Vary by location
A Steamrolled Burrito Gathers No Flavor
By Dan Fishman
A special to Eat Vancouver
Tuesday, September 20, 2005
no stars (of four stars)
I went to Steamrollers’ Robson St. location on a hot, sunny Vancouver evening after an afternoon of shopping. Steamrollers claims to cook all their food using steam, which supposedly “prevents shrinkage, locks in moisture and nutrients and tastes great!” I had heard good things about Steamrollers in the past, and I was on the mood for a burrito, so I suggested to the Oakman that we check it out. He agreed.
When we first went in, I was a little surprised at the prices, but hoped that that just meant that the food would be good quality. Oakman ordered Super Deluxe Beef Burrito, and I ordered a Deluxe Chicken Burrito. We both had a can of coke, and it cost about $9 each. We actually got our orders pretty quickly, but I was quite surprised that all we got was the burrito, with no nacho chips or anything… seems a bit weak for the price. My disappointment only grew when I approached the hot sauce “station,” and found only one choice, a plain plastic bottle with a “hot sauce” label. I was hoping for more selection.

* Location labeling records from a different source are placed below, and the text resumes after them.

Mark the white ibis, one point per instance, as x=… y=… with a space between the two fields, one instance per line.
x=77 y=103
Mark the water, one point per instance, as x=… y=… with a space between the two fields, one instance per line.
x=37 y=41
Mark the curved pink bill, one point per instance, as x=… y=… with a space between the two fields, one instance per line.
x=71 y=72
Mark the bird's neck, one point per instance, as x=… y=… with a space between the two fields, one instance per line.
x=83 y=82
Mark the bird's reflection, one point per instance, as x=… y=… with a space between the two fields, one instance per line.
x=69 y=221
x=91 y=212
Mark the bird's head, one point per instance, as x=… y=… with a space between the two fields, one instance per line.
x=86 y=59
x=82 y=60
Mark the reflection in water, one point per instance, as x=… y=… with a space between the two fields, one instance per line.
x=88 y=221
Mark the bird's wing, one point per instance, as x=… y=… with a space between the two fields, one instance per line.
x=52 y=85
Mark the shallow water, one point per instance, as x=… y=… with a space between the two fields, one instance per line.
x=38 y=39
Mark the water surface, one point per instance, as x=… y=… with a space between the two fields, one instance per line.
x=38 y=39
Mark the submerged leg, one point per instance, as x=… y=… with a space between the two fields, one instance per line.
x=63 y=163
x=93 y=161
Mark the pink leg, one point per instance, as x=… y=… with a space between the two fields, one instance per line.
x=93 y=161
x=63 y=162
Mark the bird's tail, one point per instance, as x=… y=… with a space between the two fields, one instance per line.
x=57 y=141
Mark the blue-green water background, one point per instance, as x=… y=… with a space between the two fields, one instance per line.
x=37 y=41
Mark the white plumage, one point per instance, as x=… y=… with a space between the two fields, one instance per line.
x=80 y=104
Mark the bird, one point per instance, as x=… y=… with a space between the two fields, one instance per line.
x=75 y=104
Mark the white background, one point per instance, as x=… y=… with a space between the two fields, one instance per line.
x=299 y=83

We sat outside, which was acceptable, except that they have a garage door opening with a bar inside, and it is right next to the outdoor tables, so that shoes (or in the case, sandals) from the people sitting inside are right at table height, and fully visible. Not the most appetizing set-up, but those were the only tables available.
The disappointment I felt with the cost and the lack of side was quickly forgotten once I bit into the burrito (or Steamroller as the restaurant calls it). Unless Steamroller is Spanish for “bland, boring, and revolting,” I think they need to come up with a new nickname for their burrito. The whole wheat tortilla was rubbery and cold. The rice, garlic yogurt sauce, and salsa had virtually no taste whatsoever, and worst of all, the pinto beans were stone cold. The chicken itself was so unremarkable that I don’t even remember it. In order to try to increase the flavor, I tried adding hot sauce. The hot sauce wasn’t especially good; in fact, I would say it was “fair” at best, but it was an improvement, so I ended up slathering it on in an ultimately unsuccessful effort to stimulate my taste buds. Oakman was no more impressed. In fact, I believe his exact words were that eating a steamroller was like “licking sweaty balls, but without the flavor.”
All in all, the only thing that I enjoyed about Steamrollers was the can of coke, and even there, you would think they could at least get fountain soda. Before you eat at Steamrollers, I suggest asking yourself the following question: “Will you die of starvation unless you eat at Steamrollers?” If the answer is no, then I suggest you rethink your plan, and consider eating somewhere—anywhere—else.
Rating: 1,347 thumbs down.
Dan Fishman is a Master’s student at the University of British Columbia studying Psychology. The Oakman may or may not be a figment of his imagination.